The use of AI in health care has the potential to bring huge improvements for people using services. However, given the speed of growth, it’s important to ensure that new innovations do not embed existing inequalities. These can occur at different stages of AI development, for example bias at the design and development stage. Everyone involved in bringing new technology to care must take responsibility for making sure that innovations reduce inequalities. This includes a role for developers working on these products, but also for providers that adopt them to monitor outcomes and implement robust governance and evaluation of the changes.
To ensure that people benefit from AI, health and care providers also need to ensure that staff are properly trained to use it. The recent Health Education England and NHS AI Lab report found that if people receiving care are to benefit from AI, healthcare workers will need specialised support to use AI safely and effectively as part of clinical reasoning and decision-making.
As the regulator, we’re also considering the role we play as AI becomes more widespread in health and care. Along with the National Institute for Health and Care Excellence, the Medicines and Healthcare products Regulatory Agency, and the Health Research Authority, we form part of the AI and digital regulations service. This is a cross-regulatory advisory service that supports developers and adopters of AI and digital technologies. The service provides guidance across the regulatory, evaluation and data governance pathways.

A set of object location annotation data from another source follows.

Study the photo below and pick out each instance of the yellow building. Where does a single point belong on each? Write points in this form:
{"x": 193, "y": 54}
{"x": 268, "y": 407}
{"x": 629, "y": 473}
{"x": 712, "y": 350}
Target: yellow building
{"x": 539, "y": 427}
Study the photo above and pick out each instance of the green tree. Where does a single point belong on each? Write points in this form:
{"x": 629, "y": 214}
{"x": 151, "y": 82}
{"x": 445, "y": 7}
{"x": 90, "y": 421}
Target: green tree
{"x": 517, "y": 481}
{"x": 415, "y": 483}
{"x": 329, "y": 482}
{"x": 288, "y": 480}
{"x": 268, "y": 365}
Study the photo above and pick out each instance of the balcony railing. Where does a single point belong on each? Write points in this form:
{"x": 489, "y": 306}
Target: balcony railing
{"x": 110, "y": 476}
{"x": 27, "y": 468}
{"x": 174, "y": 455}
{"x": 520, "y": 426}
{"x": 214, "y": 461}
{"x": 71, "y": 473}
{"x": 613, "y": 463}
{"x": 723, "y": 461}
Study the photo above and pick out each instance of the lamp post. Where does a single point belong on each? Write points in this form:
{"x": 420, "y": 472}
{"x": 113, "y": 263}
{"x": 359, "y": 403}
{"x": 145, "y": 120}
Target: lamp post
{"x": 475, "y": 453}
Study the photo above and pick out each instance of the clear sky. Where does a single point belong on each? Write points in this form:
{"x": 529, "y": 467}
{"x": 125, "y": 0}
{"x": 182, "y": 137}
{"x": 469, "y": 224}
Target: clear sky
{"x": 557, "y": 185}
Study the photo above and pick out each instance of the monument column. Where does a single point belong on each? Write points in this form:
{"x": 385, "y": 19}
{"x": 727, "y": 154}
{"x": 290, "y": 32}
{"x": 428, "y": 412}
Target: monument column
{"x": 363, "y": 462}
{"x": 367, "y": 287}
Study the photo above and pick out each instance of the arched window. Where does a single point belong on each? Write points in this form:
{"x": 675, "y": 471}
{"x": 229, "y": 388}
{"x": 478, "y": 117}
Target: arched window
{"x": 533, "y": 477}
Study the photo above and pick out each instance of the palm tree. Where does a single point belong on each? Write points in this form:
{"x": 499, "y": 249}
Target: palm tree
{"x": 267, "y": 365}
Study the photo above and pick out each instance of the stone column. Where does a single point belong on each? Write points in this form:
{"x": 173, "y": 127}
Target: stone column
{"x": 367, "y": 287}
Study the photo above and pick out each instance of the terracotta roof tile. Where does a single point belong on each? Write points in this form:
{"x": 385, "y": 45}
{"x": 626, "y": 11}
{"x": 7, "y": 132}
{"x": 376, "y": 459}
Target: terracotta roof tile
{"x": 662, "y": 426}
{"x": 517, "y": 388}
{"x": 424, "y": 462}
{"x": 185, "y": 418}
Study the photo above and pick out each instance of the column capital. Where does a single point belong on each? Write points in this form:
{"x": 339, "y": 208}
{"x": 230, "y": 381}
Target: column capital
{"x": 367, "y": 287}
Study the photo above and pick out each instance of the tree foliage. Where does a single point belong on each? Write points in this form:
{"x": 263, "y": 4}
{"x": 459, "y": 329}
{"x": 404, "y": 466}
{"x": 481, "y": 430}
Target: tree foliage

While innovation such as the use of AI is important, it's just one tool to support improvement. We recognise that it is not only providers rated as outstanding or good that innovate. Innovation does not always look the same and can include, for example, advances in digital technology, new models of care and new ways to treat, monitor and care for people. Innovation is not a one-off activity and requires a culture that supports both innovation and improvement to thrive.